By Rev. Doyeon Park – This article was originally appeared on Huffpost in 2016.
I do not consider myself a type of person who is always looking for more to do, more to possess, more to achieve and more to desire; not believing that’s how to bring “more” happiness into life. Instead, I try to be a person who is content and grateful for what’s here in the moment.
One day, in my teens, I tried listing all the things I wanted in my life. The list went on and on. I saw many people, including myself, wanting something more and different no matter what and how much we have. I realized that “wanting” is endless. It never knows enough. I was convinced that learning to be content could be a more practical and efficient way to live a happy life than trying to accomplish everything I want in life. In fact, “wanting more” often leads us to a constant feeling of discontent and struggle as we focus on what’s not here. I chose to train myself to be content with who I am in the moment. I have seen progress in the practice of contentment over the years, but there are still many moments where I need to remind myself of this lesson.

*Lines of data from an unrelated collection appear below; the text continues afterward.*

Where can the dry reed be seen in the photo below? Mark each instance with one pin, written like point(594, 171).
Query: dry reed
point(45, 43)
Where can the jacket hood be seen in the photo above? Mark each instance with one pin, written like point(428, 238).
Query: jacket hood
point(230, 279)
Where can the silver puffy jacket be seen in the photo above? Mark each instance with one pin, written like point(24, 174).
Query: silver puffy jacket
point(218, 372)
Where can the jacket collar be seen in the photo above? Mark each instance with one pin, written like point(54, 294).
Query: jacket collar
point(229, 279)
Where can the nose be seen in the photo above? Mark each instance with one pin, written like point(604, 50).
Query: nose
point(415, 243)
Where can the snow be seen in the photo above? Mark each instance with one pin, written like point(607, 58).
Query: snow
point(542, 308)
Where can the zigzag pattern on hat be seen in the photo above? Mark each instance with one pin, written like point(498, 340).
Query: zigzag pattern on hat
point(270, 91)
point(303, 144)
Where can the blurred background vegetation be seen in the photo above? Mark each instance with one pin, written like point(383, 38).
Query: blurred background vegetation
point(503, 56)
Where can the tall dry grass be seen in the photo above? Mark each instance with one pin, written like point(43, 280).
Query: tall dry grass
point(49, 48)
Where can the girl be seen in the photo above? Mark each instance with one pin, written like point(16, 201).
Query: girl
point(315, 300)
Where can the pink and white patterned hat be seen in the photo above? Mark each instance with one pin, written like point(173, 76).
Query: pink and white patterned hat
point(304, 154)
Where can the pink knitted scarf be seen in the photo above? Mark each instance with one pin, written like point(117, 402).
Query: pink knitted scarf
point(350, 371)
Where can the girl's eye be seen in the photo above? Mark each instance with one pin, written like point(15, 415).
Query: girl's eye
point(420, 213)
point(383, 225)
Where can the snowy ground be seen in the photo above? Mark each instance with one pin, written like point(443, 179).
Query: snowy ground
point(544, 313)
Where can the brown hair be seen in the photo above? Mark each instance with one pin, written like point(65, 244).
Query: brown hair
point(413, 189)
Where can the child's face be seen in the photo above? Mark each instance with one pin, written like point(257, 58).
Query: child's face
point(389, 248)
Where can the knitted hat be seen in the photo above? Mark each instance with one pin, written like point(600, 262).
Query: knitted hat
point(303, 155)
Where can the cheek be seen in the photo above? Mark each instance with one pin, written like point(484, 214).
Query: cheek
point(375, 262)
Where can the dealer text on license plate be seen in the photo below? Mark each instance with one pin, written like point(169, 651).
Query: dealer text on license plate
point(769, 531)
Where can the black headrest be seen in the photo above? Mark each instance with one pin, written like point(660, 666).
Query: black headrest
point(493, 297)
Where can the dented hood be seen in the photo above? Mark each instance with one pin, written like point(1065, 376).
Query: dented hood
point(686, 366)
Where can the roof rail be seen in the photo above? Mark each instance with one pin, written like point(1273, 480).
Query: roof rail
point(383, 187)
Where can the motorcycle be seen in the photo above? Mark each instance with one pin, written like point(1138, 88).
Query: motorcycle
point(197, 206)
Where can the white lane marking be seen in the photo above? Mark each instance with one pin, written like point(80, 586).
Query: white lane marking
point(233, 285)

Once, as I was jogging on a hot, summer afternoon, I reached a point where I desperately wished for cool air. Much to my surprise, a fresh breeze began blowing out of nowhere. It felt delightful. There was nothing else I wanted, but the bliss didn’t last long. A few minutes later, noticing that the wind was coming from the front, I thought it would be much better if the wind were blowing from behind me so it could push me forward and make the jog easier. The gratefulness for the wind certainly faded away and was replaced with feelings of discontent and annoyance. I realized how ridiculous this was and giggled at myself. “Who do I think I am?” “Am I expecting the wind to change direction according to my wish?” That was a moment I needed to remind myself to appreciate the moment. Then I could finish jogging with a sense of gratitude and contentment.

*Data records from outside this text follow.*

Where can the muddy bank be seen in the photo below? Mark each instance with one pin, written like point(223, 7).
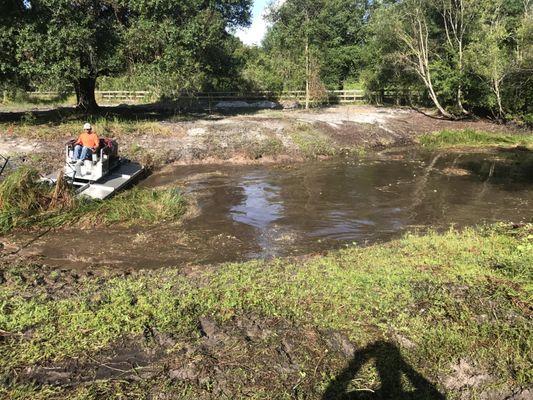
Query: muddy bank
point(262, 137)
point(246, 212)
point(411, 319)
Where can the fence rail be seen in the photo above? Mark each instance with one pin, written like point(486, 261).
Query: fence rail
point(339, 96)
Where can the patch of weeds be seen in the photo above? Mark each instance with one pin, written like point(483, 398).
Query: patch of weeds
point(268, 147)
point(439, 292)
point(470, 137)
point(311, 142)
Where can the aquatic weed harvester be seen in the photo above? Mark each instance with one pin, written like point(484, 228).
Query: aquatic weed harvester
point(100, 174)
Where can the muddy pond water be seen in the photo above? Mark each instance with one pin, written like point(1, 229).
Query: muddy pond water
point(245, 212)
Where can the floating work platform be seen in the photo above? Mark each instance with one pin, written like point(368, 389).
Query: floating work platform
point(111, 183)
point(123, 174)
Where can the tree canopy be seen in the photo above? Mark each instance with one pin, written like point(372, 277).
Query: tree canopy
point(461, 56)
point(61, 42)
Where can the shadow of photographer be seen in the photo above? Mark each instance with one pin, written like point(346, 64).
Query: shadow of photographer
point(390, 367)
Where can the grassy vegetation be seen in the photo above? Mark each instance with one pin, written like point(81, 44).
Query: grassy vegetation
point(27, 203)
point(453, 296)
point(473, 138)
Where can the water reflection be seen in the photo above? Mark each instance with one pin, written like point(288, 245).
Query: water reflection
point(257, 211)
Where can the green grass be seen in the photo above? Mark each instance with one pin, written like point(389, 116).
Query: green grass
point(26, 203)
point(458, 295)
point(473, 138)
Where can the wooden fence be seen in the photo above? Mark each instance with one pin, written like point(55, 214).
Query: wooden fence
point(333, 96)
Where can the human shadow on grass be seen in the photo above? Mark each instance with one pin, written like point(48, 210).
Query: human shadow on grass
point(390, 367)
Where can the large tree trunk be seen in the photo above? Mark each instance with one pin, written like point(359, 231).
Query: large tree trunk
point(85, 99)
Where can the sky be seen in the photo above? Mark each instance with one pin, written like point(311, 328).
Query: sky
point(255, 33)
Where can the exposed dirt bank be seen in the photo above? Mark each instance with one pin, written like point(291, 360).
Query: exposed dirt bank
point(262, 137)
point(427, 318)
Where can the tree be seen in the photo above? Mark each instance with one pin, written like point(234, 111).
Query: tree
point(413, 27)
point(64, 41)
point(457, 17)
point(11, 14)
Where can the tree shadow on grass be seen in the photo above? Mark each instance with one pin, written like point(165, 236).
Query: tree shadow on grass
point(390, 367)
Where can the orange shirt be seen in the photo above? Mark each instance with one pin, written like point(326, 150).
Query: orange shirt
point(88, 139)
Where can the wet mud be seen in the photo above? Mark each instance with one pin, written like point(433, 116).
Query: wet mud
point(245, 212)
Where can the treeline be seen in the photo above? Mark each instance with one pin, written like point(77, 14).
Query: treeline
point(163, 45)
point(460, 56)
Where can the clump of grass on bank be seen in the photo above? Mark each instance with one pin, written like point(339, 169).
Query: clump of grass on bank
point(112, 127)
point(454, 296)
point(473, 138)
point(27, 203)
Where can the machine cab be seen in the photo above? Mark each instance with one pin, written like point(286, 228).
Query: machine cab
point(95, 166)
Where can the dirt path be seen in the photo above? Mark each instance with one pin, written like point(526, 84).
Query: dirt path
point(263, 137)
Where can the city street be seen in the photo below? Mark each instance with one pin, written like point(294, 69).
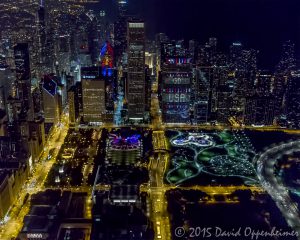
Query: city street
point(35, 183)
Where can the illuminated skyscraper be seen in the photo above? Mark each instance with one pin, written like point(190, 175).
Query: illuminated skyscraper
point(23, 75)
point(122, 6)
point(93, 94)
point(136, 70)
point(293, 100)
point(287, 62)
point(176, 82)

In regards to contentment, there is one particular passage that resonates with me:
A person who wants all things in the world to be just as he wishes is as foolish as a person who builds a house in sand and believes he will live there for thousands of years. A wise person will be satisfied and grateful if six out of ten times things work out in life the way one wished. Moreover, even if all ten things turn out to one’s liking, one does not monopolize those satisfying things but enjoys sharing them with the world. For that reason, not only will one avoid misfortunes, but one’s blessings will always be infinite.The Scriptures of Won Buddhism
How often do we want things to be exactly the way we want them to be? How often do we get angry about the four unfavorable things while taking the six favorable things for granted in daily life? It seems that often we focus on complaining about and hating the unfavorable things, and as a result we lose time and energy to enjoy the blessings in life. Sotaesan made it clear that wanting all things in the world to be the way we want them to be is not wise because that’s not how things are. He is pointing out the inevitable and essential aspect of life, which the Buddha taught as ‘dukkha’, meaning suffering, dissatisfaction, or stress. The Buddhist practice starts with realizing this unavoidable aspect of human life, dukkha. Once we see it for what it is, we can continue the practice to understand it, learn from it, live with it and ultimately be free from it.
In the Won Buddhist tradition, contentment is not the fulfillment of what we want but the understanding of what and how things are. Practicing contentment means using our conscious choice to see what’s here and accept things as they are with gratitude. I heard a lot from Won Buddhist teachers in Korea that “six out of ten” is good enough as Sotaesan said. But I used to find discontent in this teaching, thinking, “why not seven or even eight out of ten?” Later I realized that it was more about seeing the essential nature of human life, dukkha.
As I’ve taught and practiced contentment, I see many people are against it because they think there will be no growth. In the spiritual practice, contentment is not about having a passive, laid-back attitude and doing nothing because everything is perfect or there’s no need for improvement. It means that we realize and accept what is here and now. When we are content with things and conditions around us, we are more likely to be calm and open. With calm and open mind, we create more inner space for clarity and understanding. That is what we need in our day-to-day life to make a real progress.
Just like happiness or gratitude, contentment is a mindset that we can develop. That’s why it matters in our spiritual practice. Although contentment can be influenced by external conditions, it is ultimately an internal attitude. We need to remind ourselves constantly that it’s not about what we have but about how we perceive what we have.